Local residents intervened, questioning if it was a form of child abuse.
Image via Facebook.
Parents in Riverside, California, became irate last week after a community Facebook group for public events published the photo of a teenage girl being publicly shamed for sexting. The girl was seen crying at a busy intersection while holding a hand-printed sign that read: “I’m 13 I ask for d--k pics.” Nearby, a woman presumed to be her mother sat in a parked car and watched the girl endure senseless humiliation for several hours.
After seeing the photo posted in the community group, local resident Krista Wilson drove over to the intersection and saw the girl standing with the sign. “You could see tears running down her face,” Wilson told KNBC News. “Grown men were reading it and laughing,” she continued.

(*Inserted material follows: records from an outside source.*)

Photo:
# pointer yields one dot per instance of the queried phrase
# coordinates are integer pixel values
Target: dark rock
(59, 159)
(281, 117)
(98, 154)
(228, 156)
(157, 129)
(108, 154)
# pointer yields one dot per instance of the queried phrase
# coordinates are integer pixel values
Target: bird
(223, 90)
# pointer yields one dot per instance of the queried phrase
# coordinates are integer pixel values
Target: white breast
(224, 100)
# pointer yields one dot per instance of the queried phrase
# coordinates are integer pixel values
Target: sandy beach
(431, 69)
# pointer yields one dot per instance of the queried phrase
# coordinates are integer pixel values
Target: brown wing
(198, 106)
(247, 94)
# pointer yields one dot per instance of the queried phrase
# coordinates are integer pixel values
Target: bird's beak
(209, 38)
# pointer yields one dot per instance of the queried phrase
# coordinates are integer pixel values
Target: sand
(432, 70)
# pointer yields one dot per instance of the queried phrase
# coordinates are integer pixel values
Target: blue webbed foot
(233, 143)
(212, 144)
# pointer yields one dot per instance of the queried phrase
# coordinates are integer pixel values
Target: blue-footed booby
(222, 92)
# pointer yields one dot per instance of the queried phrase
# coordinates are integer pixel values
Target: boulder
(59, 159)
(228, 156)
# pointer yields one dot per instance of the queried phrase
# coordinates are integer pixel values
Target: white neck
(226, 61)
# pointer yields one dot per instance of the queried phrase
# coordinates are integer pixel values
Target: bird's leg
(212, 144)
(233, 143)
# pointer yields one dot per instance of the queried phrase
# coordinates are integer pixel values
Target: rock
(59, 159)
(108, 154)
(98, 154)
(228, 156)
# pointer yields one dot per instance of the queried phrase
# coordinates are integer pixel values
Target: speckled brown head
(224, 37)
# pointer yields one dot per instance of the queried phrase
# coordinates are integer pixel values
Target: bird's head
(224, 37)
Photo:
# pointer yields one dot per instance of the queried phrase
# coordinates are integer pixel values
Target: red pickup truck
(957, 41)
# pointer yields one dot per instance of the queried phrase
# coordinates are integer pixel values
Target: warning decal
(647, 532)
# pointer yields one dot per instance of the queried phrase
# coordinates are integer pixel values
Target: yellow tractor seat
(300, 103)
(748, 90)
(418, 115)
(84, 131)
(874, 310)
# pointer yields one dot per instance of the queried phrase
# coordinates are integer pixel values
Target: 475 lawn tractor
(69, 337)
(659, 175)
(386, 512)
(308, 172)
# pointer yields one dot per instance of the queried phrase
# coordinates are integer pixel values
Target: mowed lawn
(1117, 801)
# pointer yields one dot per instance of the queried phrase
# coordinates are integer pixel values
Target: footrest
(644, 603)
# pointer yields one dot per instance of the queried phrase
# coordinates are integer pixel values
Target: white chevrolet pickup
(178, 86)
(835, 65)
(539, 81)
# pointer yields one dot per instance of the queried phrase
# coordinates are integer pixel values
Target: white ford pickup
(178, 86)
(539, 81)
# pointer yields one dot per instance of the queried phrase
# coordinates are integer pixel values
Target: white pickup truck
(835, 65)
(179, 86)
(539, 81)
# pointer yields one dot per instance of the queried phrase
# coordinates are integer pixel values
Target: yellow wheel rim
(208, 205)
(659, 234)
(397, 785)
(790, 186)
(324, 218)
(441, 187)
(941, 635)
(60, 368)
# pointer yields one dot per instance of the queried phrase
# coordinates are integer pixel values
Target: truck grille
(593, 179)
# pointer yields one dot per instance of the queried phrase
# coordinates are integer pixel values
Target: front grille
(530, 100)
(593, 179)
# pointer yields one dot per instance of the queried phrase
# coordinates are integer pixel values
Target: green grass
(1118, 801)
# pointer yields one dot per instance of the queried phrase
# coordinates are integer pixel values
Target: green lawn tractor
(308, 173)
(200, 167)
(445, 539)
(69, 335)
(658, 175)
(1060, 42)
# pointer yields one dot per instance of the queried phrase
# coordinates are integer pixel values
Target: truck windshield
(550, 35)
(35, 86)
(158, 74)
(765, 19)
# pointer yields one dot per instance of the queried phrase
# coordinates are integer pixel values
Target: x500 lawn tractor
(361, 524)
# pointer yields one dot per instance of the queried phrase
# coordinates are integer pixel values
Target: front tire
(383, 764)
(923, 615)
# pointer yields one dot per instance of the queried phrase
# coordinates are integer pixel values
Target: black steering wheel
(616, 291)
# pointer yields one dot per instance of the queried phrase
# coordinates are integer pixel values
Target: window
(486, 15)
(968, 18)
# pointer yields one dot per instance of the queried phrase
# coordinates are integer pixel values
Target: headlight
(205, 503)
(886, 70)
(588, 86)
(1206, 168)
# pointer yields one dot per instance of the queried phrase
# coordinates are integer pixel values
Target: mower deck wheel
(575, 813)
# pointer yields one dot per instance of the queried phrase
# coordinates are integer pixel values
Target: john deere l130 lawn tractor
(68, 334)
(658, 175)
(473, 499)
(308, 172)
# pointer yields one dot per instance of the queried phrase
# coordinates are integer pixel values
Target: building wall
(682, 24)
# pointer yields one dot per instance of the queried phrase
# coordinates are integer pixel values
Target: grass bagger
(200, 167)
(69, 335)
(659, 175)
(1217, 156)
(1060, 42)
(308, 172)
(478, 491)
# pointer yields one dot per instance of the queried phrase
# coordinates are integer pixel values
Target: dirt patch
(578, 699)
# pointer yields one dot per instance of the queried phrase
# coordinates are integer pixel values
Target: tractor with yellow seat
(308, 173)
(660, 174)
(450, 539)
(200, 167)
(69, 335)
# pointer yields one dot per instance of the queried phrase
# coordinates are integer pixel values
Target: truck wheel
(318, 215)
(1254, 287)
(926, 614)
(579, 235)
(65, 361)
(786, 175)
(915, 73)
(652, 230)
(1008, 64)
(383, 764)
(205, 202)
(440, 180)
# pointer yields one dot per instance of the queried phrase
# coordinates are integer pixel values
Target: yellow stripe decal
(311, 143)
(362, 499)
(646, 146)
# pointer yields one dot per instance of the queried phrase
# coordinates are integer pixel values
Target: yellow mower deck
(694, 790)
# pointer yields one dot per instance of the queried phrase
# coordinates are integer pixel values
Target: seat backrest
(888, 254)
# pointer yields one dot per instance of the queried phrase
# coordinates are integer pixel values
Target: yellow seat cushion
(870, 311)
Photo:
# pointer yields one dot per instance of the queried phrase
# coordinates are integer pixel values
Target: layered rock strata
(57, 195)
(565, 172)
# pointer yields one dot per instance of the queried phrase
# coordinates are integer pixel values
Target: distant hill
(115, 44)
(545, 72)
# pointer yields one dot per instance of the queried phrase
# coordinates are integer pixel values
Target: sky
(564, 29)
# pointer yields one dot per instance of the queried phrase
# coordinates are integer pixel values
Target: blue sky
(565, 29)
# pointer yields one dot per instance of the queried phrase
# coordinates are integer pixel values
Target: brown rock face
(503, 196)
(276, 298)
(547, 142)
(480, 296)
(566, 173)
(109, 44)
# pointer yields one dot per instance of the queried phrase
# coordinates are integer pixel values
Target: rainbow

Wilson and several others who believed the extreme discipline constituted child abuse contacted the Riverside Police Department, who spoke with the teenager’s mother.
After questioning the mother, Riverside officials did not believe the incident to be child abuse and decided against pressing charges. But it’s believed the department has put the mother in contact with a social worker to discuss parenting strategies.
Although sexting should be addressed by the parents of teenagers, shaming them publicly can be extremely harmful. Riverside’s local NBC station noted Elizabeth Davis, Ph.D., who is a professor of psychology at the University of California, advised that publicly shaming teens for sexting is “heaping self-doubt on something already potentially volatile.”